Business Insider’s brash CEO Henry Blodget just proclaimed to the world, “IT’S OFFICIAL: We Never Need To Worry About The Future Of Journalism Again!”
What a bunch of bullshit.
The broader state of journalism is far from stable or secure, and it’s imperative that we worry about it.
Blodget’s article is a bit of cheerleading based almost solely on the fact that New York Times (NYT) generates $360 million annually in digital revenue. Well, yippie! Apparently, I’ve been fretting over the wrong headlines lately. Specifically, in my home state of Ohio alone…

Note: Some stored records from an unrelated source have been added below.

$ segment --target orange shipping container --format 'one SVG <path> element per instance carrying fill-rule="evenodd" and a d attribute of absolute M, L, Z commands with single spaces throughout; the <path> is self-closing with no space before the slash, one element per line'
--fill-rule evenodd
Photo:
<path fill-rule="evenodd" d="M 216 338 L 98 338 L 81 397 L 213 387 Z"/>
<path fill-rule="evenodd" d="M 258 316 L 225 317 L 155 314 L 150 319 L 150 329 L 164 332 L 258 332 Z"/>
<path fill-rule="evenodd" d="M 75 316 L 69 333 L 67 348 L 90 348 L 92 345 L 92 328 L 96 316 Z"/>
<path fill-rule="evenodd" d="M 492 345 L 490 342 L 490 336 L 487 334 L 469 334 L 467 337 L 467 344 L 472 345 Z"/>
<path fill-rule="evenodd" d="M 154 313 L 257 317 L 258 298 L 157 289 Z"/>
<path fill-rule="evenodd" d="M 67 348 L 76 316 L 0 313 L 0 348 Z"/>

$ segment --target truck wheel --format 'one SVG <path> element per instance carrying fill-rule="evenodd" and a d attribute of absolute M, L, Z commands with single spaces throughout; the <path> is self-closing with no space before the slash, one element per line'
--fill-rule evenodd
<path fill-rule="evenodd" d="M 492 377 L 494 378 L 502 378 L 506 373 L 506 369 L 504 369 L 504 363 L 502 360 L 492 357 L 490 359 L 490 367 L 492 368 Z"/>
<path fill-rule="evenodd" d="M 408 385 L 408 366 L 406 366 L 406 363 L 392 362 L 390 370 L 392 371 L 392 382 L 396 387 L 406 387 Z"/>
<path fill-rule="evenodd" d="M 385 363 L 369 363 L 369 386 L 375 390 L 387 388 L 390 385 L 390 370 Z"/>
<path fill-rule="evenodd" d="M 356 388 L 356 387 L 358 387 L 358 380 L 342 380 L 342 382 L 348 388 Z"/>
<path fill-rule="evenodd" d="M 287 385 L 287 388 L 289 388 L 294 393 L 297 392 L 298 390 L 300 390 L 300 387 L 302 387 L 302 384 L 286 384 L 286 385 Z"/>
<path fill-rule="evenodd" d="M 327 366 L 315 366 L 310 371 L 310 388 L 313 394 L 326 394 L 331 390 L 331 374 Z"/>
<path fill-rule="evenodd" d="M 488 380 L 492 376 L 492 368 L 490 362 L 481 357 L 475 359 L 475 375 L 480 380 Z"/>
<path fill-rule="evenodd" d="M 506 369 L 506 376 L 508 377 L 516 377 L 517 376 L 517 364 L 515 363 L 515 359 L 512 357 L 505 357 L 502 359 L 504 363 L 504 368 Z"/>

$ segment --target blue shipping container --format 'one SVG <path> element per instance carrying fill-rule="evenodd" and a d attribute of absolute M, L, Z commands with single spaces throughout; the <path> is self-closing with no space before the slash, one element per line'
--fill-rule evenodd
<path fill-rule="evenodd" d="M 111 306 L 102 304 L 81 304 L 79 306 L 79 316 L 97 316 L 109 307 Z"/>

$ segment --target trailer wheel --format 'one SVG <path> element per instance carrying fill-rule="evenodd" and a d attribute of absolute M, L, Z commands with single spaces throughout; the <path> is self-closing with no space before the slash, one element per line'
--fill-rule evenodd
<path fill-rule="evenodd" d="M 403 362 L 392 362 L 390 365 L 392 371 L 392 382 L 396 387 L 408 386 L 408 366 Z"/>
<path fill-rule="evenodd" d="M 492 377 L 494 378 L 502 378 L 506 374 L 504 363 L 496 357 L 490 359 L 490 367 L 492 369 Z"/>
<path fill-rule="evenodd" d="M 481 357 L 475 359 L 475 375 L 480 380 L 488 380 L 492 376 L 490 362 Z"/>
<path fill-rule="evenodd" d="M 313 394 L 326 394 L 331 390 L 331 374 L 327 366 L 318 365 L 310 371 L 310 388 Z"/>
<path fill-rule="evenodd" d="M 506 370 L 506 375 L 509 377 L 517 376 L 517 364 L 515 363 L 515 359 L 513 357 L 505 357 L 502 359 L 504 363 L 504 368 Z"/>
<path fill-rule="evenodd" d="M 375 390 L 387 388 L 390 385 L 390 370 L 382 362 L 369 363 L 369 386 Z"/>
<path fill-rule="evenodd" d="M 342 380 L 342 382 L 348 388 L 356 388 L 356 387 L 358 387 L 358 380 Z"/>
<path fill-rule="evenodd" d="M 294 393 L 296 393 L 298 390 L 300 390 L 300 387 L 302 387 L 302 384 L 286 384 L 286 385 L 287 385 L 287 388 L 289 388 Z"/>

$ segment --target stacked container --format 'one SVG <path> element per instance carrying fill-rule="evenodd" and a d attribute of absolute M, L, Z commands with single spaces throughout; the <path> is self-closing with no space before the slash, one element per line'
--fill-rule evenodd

- The Cleveland Plain Dealer took the scythe to a third of its newsroom, putting its current number at around 110 vs. 350 a couple decades ago, and it also formally announced it would be cutting back home delivery to four days a week (but still will print all seven days — for now).
- The Cincinnati Enquirer — owned by my former employer, Gannett (GCI) — gave “about a dozen workers” the boot and is shutting down its Northern Kentucky and Butler County bureaus.
- My former copy desk superior at The Advocate in Newark, Ohio, was laid off, as was a friend’s girlfriend — a general assignment reporter for the Zanesville Times-Recorder. (Both are Gannett papers, too.)
These are just the cases I can name off the top of my head thanks to personal and professional experience … as opposed to, you know, running my mouth about the balance sheets of newspapers I have no connection to.
I can’t help but think of Blodget as a doctor looking at a scratch on a crash victim’s face and proclaiming “You look swell!” while ignoring the gaping wound on his torso.
Blodget at least acknowledges the print side of the business, though only to point out that the NYT has a newsroom of 1,100 journalists that its “digital news business will not support” and that “the New York Times will have to continue trimming the size of its current newsroom” as a result.
But take heart! Here’s Henry Blodget’s career advice for print journos everywhere:
“If you work for the New York Times print edition, and you’re worried about your future, this realization is obviously unsettling (the print ship is sinking, and there aren’t enough digital lifeboats). But the good news is there will be plenty of other places to work. Bloomberg and Reuters, for example. Or the digital operations of TV news companies, which are still rolling in cash. And lots of digital news startups.”
When I read this, I actually yelled “Are you fucking kidding me?” at my computer screen.
“Plenty of other places to work” is a laughable thought, considering the phrase came just a few words after “there aren’t enough digital lifeboats” and referencing digital news startups that pay slave wages.
Don’t tell me you think a qualified journalist at a daily newspaper will make the same wage at AOL’s (AOL) Patch. You should’ve just stopped after “digital lifeboats,” Hank — there aren’t enough anywhere, and those startups you reference are labors of love … not places to earn a decent wage.
You might think this is just sour grapes, the overtures of someone who maybe doesn’t have the chops to make it at a “real” media outlet in 2013.
Well, with just under a decade of professional journalism experience under my belt — two years in my current digital position, plus seven years at a newspaper before that — and the kind of idealism a few years at a college paper will foster, I emotionally live and die by the fate of the business.
The fact that one or two lucky journalists might be saved by the likes of Bloomberg or Reuters isn’t enough.
And the NYT — with its atypically wide umbrella and premium brand — is not a meaningful gauge of American journalistic operation at the local or regional level, where it perhaps matters most. “Watchdog journalism” performed via coverage of areas like municipal government or cops beats in Peoria, Ill., might not be as glamorous or as profitable as Anthony Weiner sending people junk shots, but are no less important to society.
Particularly to the people who live in Peoria.
Blodget years ago noted that we can lean heavily on Twitter and citizen journalists to spackle over many of these journalistic holes, and maybe he’ll throw that out again now. But it’s naïve to think a 40-hour-a-week middle manager can really be relied on for a consistent, respected journalistic presence at city hall.
My mind also tends to wander to what the Poynter Institute’s Craig Silverman dubs “The Law of Incorrect Tweets”: that “Initial, inaccurate information will be retweeted more than any subsequent correction.”
Of course, considering Americans increasingly care more about things like Kim Kardashian’s baby than their county commissioners, maybe we’re getting precisely the kind of “journalism” we deserve.
In which case, carry on, Blodget. Those single data points won’t analyze themselves.